Roger Clemens, right, was charged Thursday with obstruction of Congress, making false statements and perjury for his testimony during a 2008 hearing on Capitol Hill. (Getty Images)
If you were expecting an apology, well, sorry.
And if you were hoping to hear a mea culpa, that's your fault.
Roger Clemens built a would-be Hall of Fame career by throwing high, hard heat, and by challenging hitters, not by pitching around trouble.
So that's how he'll ruin it, too, defiant to the end.
No one, least of all Clemens, should have been surprised by the six-count indictment handed down by a federal grand jury Thursday. The seven-time Cy Young winner was charged with obstruction of Congress, making false statements and perjury for his testimony during a 2008 hearing on Capitol Hill.
Deny, deny, deny
And just as he denied the damning evidence in the Mitchell Report that February day -- raising his right hand and hurling himself into harm's way -- he's denying it now.
"I never took HGH or steroids," Clemens wrote on his Twitter account Thursday. "And I did not lie to Congress. I look forward to challenging the Governments accusations, and hope people will keep an open mind until trial. I appreciate all the support I have been getting. I am happy to finally have my day in court."

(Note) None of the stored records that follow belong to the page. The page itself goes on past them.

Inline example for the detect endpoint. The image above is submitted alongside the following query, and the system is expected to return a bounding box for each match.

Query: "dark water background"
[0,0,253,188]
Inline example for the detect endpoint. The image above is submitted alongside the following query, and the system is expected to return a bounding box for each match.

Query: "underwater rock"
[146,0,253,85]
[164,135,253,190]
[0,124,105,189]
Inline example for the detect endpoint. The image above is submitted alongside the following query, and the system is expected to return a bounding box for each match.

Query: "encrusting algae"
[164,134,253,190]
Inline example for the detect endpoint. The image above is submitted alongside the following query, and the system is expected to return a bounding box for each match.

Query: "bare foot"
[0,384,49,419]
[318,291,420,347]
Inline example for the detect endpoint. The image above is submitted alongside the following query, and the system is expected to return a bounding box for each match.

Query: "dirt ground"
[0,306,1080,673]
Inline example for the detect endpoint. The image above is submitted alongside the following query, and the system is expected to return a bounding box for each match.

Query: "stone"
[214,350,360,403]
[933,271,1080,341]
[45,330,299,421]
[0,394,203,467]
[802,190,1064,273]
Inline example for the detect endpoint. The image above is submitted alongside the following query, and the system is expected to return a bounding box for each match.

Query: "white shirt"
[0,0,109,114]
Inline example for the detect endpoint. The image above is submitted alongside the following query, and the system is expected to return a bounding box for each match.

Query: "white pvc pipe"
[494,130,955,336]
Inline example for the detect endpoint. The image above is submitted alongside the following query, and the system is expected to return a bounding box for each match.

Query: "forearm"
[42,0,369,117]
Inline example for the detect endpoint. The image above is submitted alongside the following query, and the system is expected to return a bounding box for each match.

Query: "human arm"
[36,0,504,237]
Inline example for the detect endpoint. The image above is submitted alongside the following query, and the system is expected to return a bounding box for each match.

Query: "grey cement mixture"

His high-priced legal team, led by Rusty Hardin, probably is happy, too, as those legal bills really will start to pile up now. Clemens, 48, faces up to 30 years in prison and $1.5 million in fines if convicted, though he'd probably serve fewer than two years under federal sentencing guidelines. But he wanted no part of a plea bargain, instead vowing to pitch his way out of another jam.
"Hopefully," Hardin said at a news conference Thursday in Houston, "we haven't reached a stage in this country where you have to admit to something you didn't do."
Apology would be nice
Hopefully, he's not being as disingenuous as he sounds. And who knows? Clemens just might be able to beat this rap.
But common sense suggests otherwise, just as it does with the notion Major League Baseball's steroid era was put to rest with that Mitchell Report. Names were named, but the list was exhaustively incomplete.
The apologies have been, too, frankly. Jose Canseco came clean so he could make money of the stories he knew about others who hadn't. Mark McGwire finally said he was sorry so he could go on with his life and return to the majors as a coach. Jason Giambi said he was "wrong for doing that stuff" but never really bothered to get any more specific than that, outside of his leaked grand jury testimony.
Still, a simple apology -- an acknowledgement of the crime against fair play in sport -- is enough for most fans to forgive, or at least forget.
Clemens could've followed that same path, of course. He could've said nothing or simply said, "I'm sorry" -- like his former friend Andy Pettitte, who might end up testifying against him -- and just let the past pass.
He wasn't subpoenaed by Congress, didn't have to testify and had every right to invoke his Fifth Amendment rights even when he did. But he shook off all the signs, reared back and threw smoke.